Other meanings include: ‘in or among a group of people or things of the same type’, e.g. chez les chiens = ‘among dogs’, or ‘in the work of an author or artisit’ – chez Baudelaire = ‘in Baudelaire’s work’ [source].
It has been borrowed into English and just means ‘at the home of’ [source].
Chez comes from the Middle French chez (in the house/home of), from the Old French chies (house), from the Latin casa (hut, cottage, cabin, small farm, dwelling, house), the origins of which are uncertain [source].
The French word case [kaz], which means a box or a square in a board game, and used to mean a hut, cabin or shack, comes from the same roots, as do words like casino in English (via Italian), and casa, which means house in most Romance languages [source].
Another word for house in Spanish is hogar [oˈɡaɾ], which appeared in my Spanish lessons today and inspired this post. It also means fireplace, hearth, fireside, furnace, home, home life, family life, housekeeping, homeland or household.
Is it used more in some Spanish-speaking countries than in others?

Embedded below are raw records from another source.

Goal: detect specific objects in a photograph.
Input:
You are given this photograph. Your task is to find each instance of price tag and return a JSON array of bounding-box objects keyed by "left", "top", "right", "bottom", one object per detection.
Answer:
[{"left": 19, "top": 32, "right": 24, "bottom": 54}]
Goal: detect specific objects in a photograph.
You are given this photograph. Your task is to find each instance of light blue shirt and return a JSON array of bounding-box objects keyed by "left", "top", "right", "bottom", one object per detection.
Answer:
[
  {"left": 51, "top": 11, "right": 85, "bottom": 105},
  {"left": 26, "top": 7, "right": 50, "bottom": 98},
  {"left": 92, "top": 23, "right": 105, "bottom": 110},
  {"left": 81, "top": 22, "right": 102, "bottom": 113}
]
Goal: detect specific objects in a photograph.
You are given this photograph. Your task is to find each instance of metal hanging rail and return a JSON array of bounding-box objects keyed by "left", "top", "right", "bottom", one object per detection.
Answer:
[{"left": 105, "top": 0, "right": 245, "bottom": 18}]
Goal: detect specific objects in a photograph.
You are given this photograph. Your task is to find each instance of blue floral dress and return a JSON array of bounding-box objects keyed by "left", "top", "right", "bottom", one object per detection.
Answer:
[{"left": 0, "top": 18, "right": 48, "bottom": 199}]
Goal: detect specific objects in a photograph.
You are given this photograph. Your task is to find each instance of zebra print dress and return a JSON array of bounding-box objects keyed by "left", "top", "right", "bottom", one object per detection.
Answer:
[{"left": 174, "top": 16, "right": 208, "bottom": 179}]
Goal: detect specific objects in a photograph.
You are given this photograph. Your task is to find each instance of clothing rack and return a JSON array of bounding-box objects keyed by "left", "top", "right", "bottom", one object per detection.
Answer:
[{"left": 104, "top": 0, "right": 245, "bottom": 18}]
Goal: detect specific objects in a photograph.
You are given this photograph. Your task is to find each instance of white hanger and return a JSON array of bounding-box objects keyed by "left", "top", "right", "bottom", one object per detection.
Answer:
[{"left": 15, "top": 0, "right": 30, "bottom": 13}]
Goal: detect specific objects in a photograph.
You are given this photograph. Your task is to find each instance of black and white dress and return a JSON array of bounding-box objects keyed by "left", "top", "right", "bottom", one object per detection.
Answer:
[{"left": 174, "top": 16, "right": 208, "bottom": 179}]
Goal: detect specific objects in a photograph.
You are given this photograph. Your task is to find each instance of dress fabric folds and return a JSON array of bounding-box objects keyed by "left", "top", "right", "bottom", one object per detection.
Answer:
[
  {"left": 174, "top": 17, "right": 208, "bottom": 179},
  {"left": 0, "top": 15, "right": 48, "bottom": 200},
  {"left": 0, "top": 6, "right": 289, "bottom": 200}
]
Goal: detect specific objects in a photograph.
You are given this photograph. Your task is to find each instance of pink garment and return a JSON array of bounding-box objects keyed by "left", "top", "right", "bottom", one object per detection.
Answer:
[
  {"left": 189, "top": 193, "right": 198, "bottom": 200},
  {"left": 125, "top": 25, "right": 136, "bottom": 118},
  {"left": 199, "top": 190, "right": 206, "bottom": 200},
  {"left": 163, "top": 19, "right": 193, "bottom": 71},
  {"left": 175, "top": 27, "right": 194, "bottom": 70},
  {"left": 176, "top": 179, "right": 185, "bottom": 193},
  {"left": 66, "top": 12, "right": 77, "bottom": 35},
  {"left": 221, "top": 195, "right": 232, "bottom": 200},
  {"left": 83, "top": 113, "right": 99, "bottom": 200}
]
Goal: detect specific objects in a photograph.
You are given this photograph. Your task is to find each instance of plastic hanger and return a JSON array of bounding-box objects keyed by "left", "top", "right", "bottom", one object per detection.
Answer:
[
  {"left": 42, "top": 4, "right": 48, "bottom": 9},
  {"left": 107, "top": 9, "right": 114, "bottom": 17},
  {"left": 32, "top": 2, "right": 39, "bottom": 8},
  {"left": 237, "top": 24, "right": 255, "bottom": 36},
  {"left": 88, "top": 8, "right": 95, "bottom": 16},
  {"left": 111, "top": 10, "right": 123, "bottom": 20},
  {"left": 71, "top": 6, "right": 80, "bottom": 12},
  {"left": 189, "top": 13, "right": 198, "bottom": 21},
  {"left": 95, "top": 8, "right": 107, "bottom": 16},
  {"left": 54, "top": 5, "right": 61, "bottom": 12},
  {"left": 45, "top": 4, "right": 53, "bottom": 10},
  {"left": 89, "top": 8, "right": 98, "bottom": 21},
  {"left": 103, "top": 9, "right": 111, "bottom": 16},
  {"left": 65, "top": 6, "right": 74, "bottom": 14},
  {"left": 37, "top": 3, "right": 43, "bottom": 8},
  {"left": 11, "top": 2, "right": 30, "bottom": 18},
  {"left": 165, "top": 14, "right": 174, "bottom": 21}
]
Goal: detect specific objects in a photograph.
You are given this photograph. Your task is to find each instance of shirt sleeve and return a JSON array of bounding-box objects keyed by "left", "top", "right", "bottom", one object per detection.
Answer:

It comes from the Old Spanish fogar, from the Vulgar Latin focāris, from the Latin focus (fireplace, hearth, brazier, house, family), the origin of which is uncertain [source].
Related words in Spanish include hogareño (home, family, fireside; (of a person) home-loving, stay-at-home), hoguera (bonfire, blaze) and hogaraza (large loaf, cottage loaf).
Related words in other languages include focus and foyer in English, words for fire in Romance languages, such as fuego in Spanish and feu in French [source], and a Greek word for brazier, φουφού [fuˈfu], via Turkish and Italian [source].